The user can also develop algorithms that allow the software to make decisions and branch at different points. For instance, the user can easily develop an algorithm that increases an accuracy parameter like the mesh cutoff until the change in a key result (like the total energy) due to the change between subsequent values of the mesh cutoff is under a certain tolerance.

Control of output

A key feature of ATK is that it produces no output by default. While this may seem at first as a hindrance and not a help, it is actually quite useful when a user wants to generate a number of specific reports of simulations on a number of trial molecules/systems. The report generator can be written so that the user has complete control about the format of the results, without having to worry about reading files generated by the software or anything else. Of course, integration of these reports in, say, a Word or Excel document may require work, but extensions to Python can readily tackle this.

ATK can also be used to generate a variety of databases. Python supports MySQL databases with a simple API and users familiar with MySQL can easily create records that contain all information they feel is relevant to store about a particular calculation.

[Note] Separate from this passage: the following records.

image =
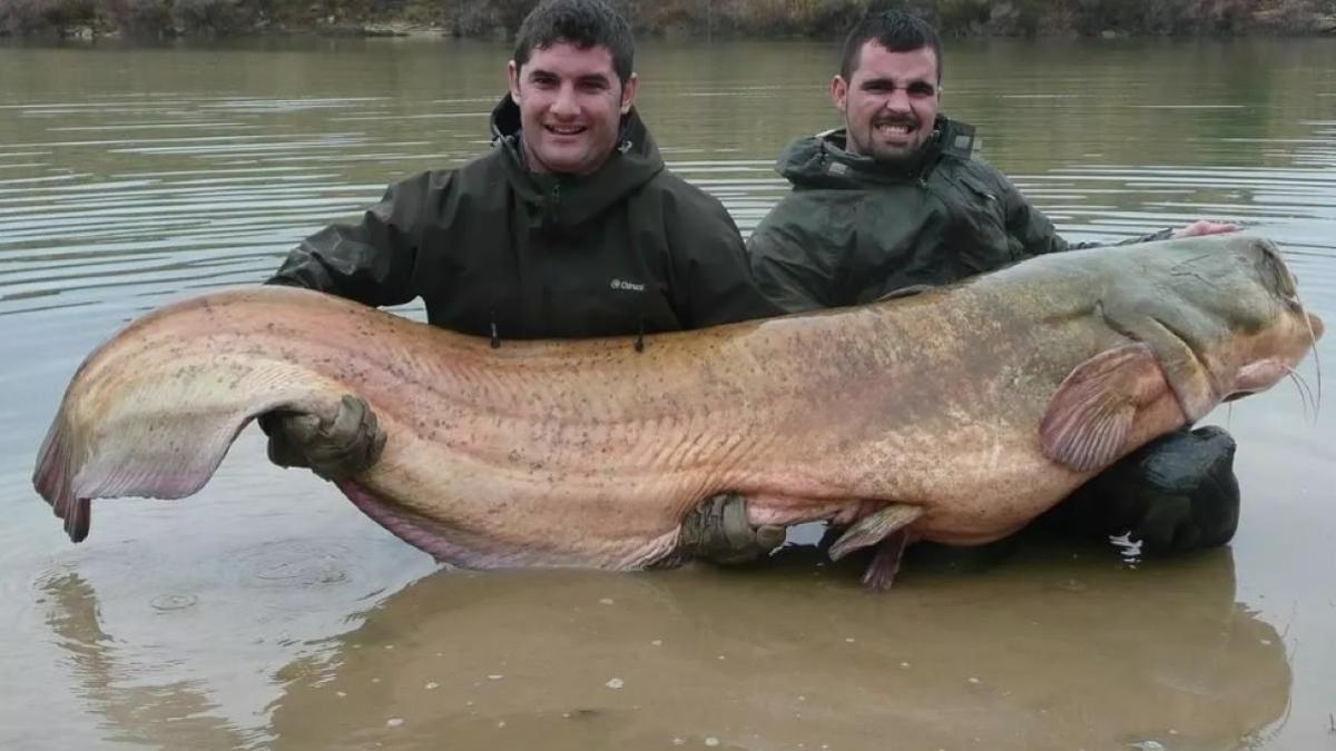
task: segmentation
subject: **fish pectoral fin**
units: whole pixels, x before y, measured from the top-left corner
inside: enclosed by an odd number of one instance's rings
[[[1113,462],[1137,408],[1168,390],[1164,370],[1144,343],[1092,357],[1067,374],[1039,421],[1043,456],[1077,472]]]
[[[830,557],[832,561],[838,561],[859,548],[875,545],[921,516],[923,516],[923,508],[910,504],[891,504],[879,512],[864,516],[846,529],[839,540],[835,540],[830,548]]]

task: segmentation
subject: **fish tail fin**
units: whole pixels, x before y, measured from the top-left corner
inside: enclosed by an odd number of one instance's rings
[[[77,498],[72,489],[72,450],[65,428],[64,410],[51,422],[47,438],[37,452],[37,466],[32,474],[32,485],[48,504],[56,517],[64,521],[65,533],[75,543],[88,536],[88,498]]]
[[[64,404],[41,445],[33,486],[75,543],[88,536],[92,498],[174,500],[195,493],[246,424],[281,404],[257,400],[164,414],[132,401],[130,396],[96,422],[80,420]]]

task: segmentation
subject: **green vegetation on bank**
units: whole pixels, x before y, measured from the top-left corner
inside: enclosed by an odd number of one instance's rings
[[[0,36],[506,36],[537,0],[0,0]],[[1336,33],[1336,0],[609,0],[643,35],[838,36],[868,5],[946,36]]]

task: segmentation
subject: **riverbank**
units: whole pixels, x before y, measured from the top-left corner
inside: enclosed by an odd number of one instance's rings
[[[947,37],[1336,33],[1336,0],[609,0],[637,33],[836,37],[868,5],[898,5]],[[0,0],[0,36],[262,33],[508,37],[536,0]]]

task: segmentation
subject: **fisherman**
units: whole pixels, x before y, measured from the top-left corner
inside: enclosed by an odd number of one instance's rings
[[[778,170],[794,190],[747,241],[756,282],[786,311],[868,303],[1096,245],[1062,239],[979,159],[974,128],[939,112],[942,45],[923,20],[899,11],[859,20],[830,94],[844,127],[784,150]],[[1234,229],[1198,220],[1126,243]],[[1173,433],[1106,470],[1059,516],[1148,549],[1221,545],[1238,522],[1233,450],[1218,429]]]
[[[641,347],[647,334],[778,314],[723,204],[664,167],[633,106],[633,56],[629,25],[601,0],[544,0],[520,27],[493,148],[390,186],[355,224],[306,238],[270,283],[371,306],[421,297],[432,325],[492,346],[628,337]],[[323,426],[262,420],[270,458],[329,480],[369,466],[374,413],[345,405]],[[743,498],[716,496],[687,518],[679,552],[740,563],[783,535],[754,529]]]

Popular and powerful scripting-based plotting tools such as gnuplot and the Python module matplotlib (pylab) can easily be controlled from within the same NanoLanguage script that performs the calculation and generates the data. Thus a single script can both define the atomic geometry, execute the self-consistent quantum-mechanical calculation, and export and plot the results.

Programming

Using Python as an input format gives users access to a true programming language with syntax checking, modularization, object-oriented concepts, etc. Using the total energy methods in the ATK module as a basis, users can develop arbitrarily complex:

  • Default constructions via the import statement and creation of objects

  • Screening protocols: This is nothing more than assigning a score to each target structure. With deep-level access to all quantum-mechanical quantities in ATK, the scores can be based upon arbitrarily detailed information without significant increase in programming complexity.

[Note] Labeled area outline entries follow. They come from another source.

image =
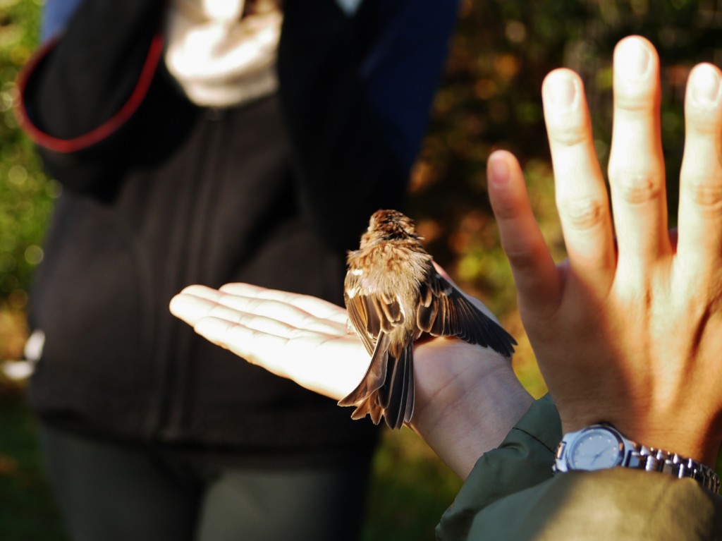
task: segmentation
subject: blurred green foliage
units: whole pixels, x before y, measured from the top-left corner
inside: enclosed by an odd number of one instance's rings
[[[58,189],[43,173],[14,113],[14,82],[36,46],[39,12],[36,1],[0,0],[0,306],[6,308],[25,306]]]

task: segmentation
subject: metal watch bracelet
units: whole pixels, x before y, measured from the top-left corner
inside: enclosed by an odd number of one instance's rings
[[[565,434],[560,442],[557,451],[557,460],[554,465],[554,472],[567,472],[570,469],[596,469],[595,467],[575,467],[570,462],[570,453],[575,454],[580,441],[586,434],[595,430],[603,430],[614,435],[619,442],[617,449],[617,458],[614,465],[633,469],[643,469],[648,472],[660,472],[674,475],[679,479],[689,477],[694,479],[705,488],[719,493],[720,478],[714,469],[690,458],[682,456],[676,453],[648,447],[633,441],[622,434],[613,425],[601,423],[588,426],[575,432]],[[596,457],[601,456],[597,454]],[[595,458],[596,458],[595,457]],[[601,466],[601,468],[612,467],[612,464]]]
[[[646,447],[635,441],[630,442],[633,450],[627,459],[627,467],[643,469],[648,472],[661,472],[679,479],[690,477],[716,494],[719,493],[719,476],[708,466],[692,459],[680,456],[677,453]]]

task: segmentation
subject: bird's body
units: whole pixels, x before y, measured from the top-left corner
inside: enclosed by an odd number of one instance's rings
[[[413,344],[422,334],[455,336],[513,352],[514,339],[436,271],[414,224],[396,210],[373,214],[358,250],[349,252],[344,300],[372,355],[359,386],[339,403],[352,417],[382,415],[401,428],[414,412]]]

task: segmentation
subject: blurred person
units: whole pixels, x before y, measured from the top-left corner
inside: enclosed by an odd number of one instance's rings
[[[167,307],[229,281],[342,301],[346,248],[403,204],[456,4],[58,8],[19,113],[64,189],[29,402],[71,538],[357,538],[375,427]]]
[[[722,538],[713,471],[722,442],[721,83],[710,64],[690,73],[678,230],[667,230],[659,61],[642,38],[614,54],[613,218],[581,80],[560,69],[543,85],[568,260],[554,263],[518,162],[490,157],[502,244],[554,402],[532,401],[490,349],[438,338],[417,346],[409,425],[465,480],[438,539]],[[368,364],[345,311],[307,295],[196,285],[170,308],[209,340],[332,398]]]

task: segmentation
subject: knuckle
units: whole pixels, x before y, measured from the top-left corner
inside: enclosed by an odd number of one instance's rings
[[[609,171],[612,189],[630,204],[642,204],[658,199],[662,193],[659,176],[651,173]]]
[[[606,199],[593,198],[562,199],[557,204],[562,220],[578,230],[588,230],[604,222],[608,212]]]
[[[504,251],[510,264],[518,269],[536,268],[542,256],[541,250],[529,246],[505,246]]]
[[[578,121],[557,121],[549,126],[549,137],[557,144],[575,147],[588,140],[589,131],[586,125]]]
[[[703,212],[717,215],[722,212],[722,178],[693,180],[684,184],[690,199]]]

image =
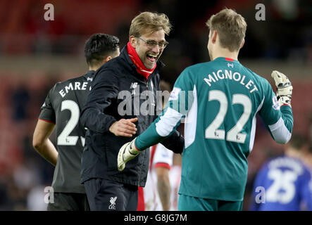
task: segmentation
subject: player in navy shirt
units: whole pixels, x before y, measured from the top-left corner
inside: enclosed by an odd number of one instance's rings
[[[309,168],[303,163],[306,140],[293,134],[285,155],[269,160],[257,174],[253,189],[253,211],[312,210]]]

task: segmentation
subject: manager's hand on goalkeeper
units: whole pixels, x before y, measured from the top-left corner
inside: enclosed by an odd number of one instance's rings
[[[123,171],[125,169],[125,163],[133,159],[140,153],[135,146],[136,139],[137,138],[130,142],[126,143],[119,150],[118,156],[117,157],[117,166],[119,171]]]
[[[271,76],[274,79],[276,87],[277,88],[276,96],[280,106],[287,104],[291,107],[290,102],[292,95],[292,83],[287,77],[277,70],[273,70]]]

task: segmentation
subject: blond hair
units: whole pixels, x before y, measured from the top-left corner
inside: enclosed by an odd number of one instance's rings
[[[211,33],[216,31],[222,47],[238,51],[245,37],[247,24],[244,18],[232,9],[225,8],[211,15],[206,25]]]
[[[141,13],[131,22],[129,37],[139,37],[146,32],[152,33],[163,29],[168,35],[172,25],[167,15],[163,13],[151,12]]]

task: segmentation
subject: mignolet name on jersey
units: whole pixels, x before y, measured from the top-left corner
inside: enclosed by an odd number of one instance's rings
[[[232,70],[218,70],[216,72],[213,72],[212,74],[213,75],[211,74],[208,75],[208,78],[204,78],[204,80],[208,84],[208,85],[209,85],[209,86],[211,86],[211,84],[213,84],[213,83],[212,83],[213,82],[216,83],[219,79],[229,79],[239,82],[240,84],[250,90],[250,93],[258,91],[258,88],[251,79],[249,79],[248,82],[245,81],[246,76],[242,76],[238,72],[232,72]]]

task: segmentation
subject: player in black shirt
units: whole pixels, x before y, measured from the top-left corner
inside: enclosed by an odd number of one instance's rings
[[[106,34],[91,36],[85,46],[89,70],[83,76],[56,83],[42,107],[32,144],[42,157],[56,166],[49,211],[89,210],[85,187],[80,182],[86,131],[79,122],[80,113],[90,91],[95,70],[119,53],[116,37]],[[49,139],[55,128],[56,148]]]

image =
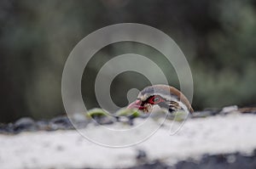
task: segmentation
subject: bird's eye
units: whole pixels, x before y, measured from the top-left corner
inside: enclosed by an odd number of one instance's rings
[[[148,103],[152,104],[156,104],[163,101],[163,99],[160,96],[153,96],[148,99]]]

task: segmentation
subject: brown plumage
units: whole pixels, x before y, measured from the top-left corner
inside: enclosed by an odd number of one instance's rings
[[[167,85],[154,85],[145,87],[137,96],[137,99],[128,108],[139,109],[150,112],[154,106],[167,109],[171,113],[186,107],[190,113],[194,110],[188,99],[177,88]]]

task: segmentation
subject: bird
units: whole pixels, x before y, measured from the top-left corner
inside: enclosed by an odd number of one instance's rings
[[[137,109],[144,113],[158,109],[166,109],[169,113],[179,110],[188,110],[190,114],[194,112],[189,101],[178,89],[163,84],[146,87],[127,109]]]

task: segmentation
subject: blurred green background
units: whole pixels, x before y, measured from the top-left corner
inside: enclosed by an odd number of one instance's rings
[[[90,32],[123,22],[154,26],[177,43],[192,70],[195,110],[255,104],[256,1],[1,0],[0,122],[64,115],[61,75],[69,53]],[[179,87],[172,66],[157,51],[115,43],[99,51],[85,68],[86,106],[97,106],[93,90],[101,66],[126,53],[152,59],[169,83]],[[125,106],[129,88],[148,84],[142,75],[122,73],[113,82],[113,100]]]

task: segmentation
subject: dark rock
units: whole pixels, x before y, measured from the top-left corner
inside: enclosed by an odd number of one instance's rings
[[[55,117],[49,121],[49,125],[51,130],[67,130],[73,128],[73,126],[67,116]]]
[[[14,132],[20,132],[24,131],[36,131],[38,129],[36,122],[30,117],[23,117],[16,121],[14,124]]]

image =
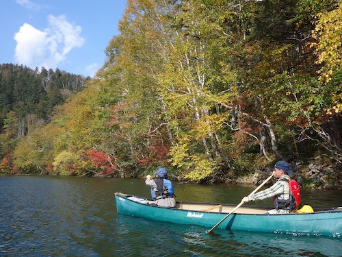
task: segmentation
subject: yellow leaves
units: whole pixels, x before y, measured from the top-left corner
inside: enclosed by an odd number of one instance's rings
[[[320,71],[320,80],[329,83],[333,76],[334,71],[342,64],[342,3],[331,11],[319,14],[318,22],[312,32],[313,38],[317,42],[313,43],[316,47],[318,56],[317,62],[324,64]]]

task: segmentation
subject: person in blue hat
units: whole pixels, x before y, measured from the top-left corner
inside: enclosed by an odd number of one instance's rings
[[[262,191],[248,197],[244,197],[241,201],[246,203],[249,201],[262,200],[263,199],[274,197],[276,208],[268,210],[267,213],[289,213],[291,210],[287,208],[287,206],[289,204],[288,201],[291,200],[290,187],[289,185],[290,177],[289,175],[291,174],[293,174],[293,172],[290,170],[289,164],[287,162],[284,160],[277,162],[273,171],[273,175],[277,178],[276,183],[271,187]]]
[[[155,178],[151,179],[148,175],[145,184],[151,188],[150,194],[153,203],[163,207],[174,207],[176,200],[171,181],[168,180],[168,171],[164,168],[159,168],[155,172]]]

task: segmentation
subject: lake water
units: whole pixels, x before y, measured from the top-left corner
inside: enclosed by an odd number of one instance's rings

  • Ionic dynamics modules: A critical part of simulation is to be able to estimate geometries and/or molecular dynamics trajectories. Power users and third parties can easily extend the functionality of ATK by defining routines to manipulate the atomic structures of the system based on information about, say, the total energy and forces on a system

Integration of third-party software

An important benefit of having a well-defined interface to all the relevant results available from simulations is that the integration with third-party software can be more easily accomplished. The definition of the interface gives a framework in which to store, manipulate and visualize data from any atomistic simulation package.

Summary

To summarize, NanoLanguage combines the power of the advanced quantum-chemical methods implemented in ATK with the flexibility of a high-level object-oriented programming language, namely Python. The features of Python itself dramatically improve the possibilities to extend ATK with custom functionality, but also offers great benefits for the implementation of the core features of ATK itself, and the rate at which these can be developed.

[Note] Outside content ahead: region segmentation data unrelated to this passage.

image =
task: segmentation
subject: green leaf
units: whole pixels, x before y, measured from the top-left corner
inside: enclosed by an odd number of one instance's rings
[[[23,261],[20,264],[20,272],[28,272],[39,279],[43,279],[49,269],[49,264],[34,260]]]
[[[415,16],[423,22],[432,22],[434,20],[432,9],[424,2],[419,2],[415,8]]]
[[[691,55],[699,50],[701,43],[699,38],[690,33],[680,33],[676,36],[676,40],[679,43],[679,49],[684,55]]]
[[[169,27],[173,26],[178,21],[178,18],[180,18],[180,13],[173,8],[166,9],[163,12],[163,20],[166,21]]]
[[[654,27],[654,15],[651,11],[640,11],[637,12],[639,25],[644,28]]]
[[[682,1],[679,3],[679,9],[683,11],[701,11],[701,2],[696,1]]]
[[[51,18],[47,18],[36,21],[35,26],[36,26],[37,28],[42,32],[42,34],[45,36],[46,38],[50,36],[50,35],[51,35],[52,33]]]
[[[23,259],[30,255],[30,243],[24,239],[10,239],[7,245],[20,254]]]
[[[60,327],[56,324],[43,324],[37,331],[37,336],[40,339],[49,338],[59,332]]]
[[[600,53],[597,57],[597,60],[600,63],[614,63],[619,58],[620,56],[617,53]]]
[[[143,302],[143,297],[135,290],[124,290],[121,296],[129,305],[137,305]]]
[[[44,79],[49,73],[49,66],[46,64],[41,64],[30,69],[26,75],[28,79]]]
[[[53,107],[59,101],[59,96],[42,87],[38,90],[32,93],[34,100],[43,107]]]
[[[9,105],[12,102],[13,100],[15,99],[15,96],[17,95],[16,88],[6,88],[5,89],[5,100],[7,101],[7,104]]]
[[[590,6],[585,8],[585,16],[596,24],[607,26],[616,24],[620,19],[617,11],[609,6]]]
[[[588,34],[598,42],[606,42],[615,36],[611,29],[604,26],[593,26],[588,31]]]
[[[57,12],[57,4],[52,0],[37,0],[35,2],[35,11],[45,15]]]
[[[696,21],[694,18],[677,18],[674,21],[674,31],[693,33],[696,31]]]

Some of the perspectives envisioned in this article lie a bit further into future than others. NanoLanguage is still a brand new concept, and will naturally take some time to mature. We do however strongly believe that already the very first iteration offers users of QuantumWise software products a vast range of new functionality, flexibility, transparency and control. In the long run, the hope is that NanoLanguage will evolve into a standard interface for numerical atomic-scale simulations.

We hope that all users of ATK will enjoy the freedom and power of NanoLanguage!